Please post your solution!

All long help threads should have a sticky globally-editable post at the top saying 'DEAR PEOPLE FROM THE FUTURE: Here's what we've figured out so far ...'

Yes, if you figured out anything that solves your problem, that's by definition a solution, and worth an answer. Even if it might not be the best answer, it is much better than no answer. If it really was a bad answer, and there would be superior ones, they would get posted and voted upon accordingly.

You might want to add a disclaimer to your answer that the solution was only found by (clueless) experimentation and that you are no expert on the topic if you are really unsure.

23

I think if you've found something that works and answers your own question then it's fine to add it as the answer, but be sure to put in any limitations or assumptions your answer has. Ultimately, this will hopefully be of some help to others, and failing that it may well help you if others post something that may be wrong with your own answer, which you may not have thought of.

See 'How do I write a good answer?', specifically:

Have the same problem?

Still no answer to the question, and you have the same problem? Help us find a solution by researching the problem, then contribute the results of your research and anything additional you’ve tried as a partial answer. That way, even if we can’t figure it out, the next person has more to go on.
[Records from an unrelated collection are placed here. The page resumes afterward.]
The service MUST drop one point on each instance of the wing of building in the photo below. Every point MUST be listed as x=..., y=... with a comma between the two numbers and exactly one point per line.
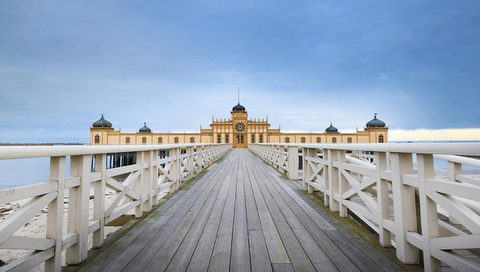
x=239, y=131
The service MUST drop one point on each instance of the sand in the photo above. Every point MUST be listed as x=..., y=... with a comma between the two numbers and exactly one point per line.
x=36, y=227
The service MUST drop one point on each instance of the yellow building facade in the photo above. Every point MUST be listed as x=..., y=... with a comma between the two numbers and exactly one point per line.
x=239, y=131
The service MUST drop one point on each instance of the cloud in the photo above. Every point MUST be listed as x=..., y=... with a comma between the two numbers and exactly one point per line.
x=472, y=134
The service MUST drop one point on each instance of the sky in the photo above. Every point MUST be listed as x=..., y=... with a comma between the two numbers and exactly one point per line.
x=174, y=64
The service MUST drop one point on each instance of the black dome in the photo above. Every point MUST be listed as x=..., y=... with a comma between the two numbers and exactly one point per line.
x=331, y=128
x=145, y=128
x=102, y=123
x=238, y=107
x=375, y=122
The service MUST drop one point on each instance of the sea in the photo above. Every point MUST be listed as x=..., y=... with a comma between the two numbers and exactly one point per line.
x=21, y=172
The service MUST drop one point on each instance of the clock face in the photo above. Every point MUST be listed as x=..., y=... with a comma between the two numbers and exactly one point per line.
x=240, y=127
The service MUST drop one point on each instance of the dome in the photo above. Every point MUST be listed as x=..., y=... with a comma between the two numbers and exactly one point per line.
x=145, y=128
x=331, y=128
x=238, y=107
x=375, y=122
x=102, y=123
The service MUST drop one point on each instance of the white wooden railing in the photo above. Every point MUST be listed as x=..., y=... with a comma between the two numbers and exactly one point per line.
x=412, y=206
x=135, y=187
I've highlighted the part about contributing a partial answer, as if nothing else it could help point others in the right direction. If it was me and I was particularly concerned that what I put might be incorrect or misleading I'd leave it for a few days before accepting it as the answer, therefore giving others enough time to comment on why it may not perhaps be a suitable answer.

2

YES, definitely answer your own question in the "good answer" style, caveats and all. I don't expect your answer to be completely correct for my situation. This is an iterative process, and we all know it (or should). The bits and pieces of your imperfect answer can give me the clue to solve my problem, and that's what I really need.

2

Even an imperfect answer can help someone with the same problem, that's for sure-- especially if you're upfront on the caveats and limitations of what you found out.

If you are concerned that answering your own questions will deter others from providing better answers: You can always provide a self-answer but not accept it, since you feel that it is only a partial solution to the question.

I should add that seeing a confused or misguided answer to a question has often spurred me to provide a better one. So don't worry about your efforts deterring new answers.

0

you should not hesitate in posting an answer if and only if it has solved your problem. Better answer are going to come even though, and people will vote to the answers which suits them most. But till the time no body else has answered a better answer, if a person is going through the same problem, at least he will have a solution which has already worked for somebody else, and that is the purpose of this community.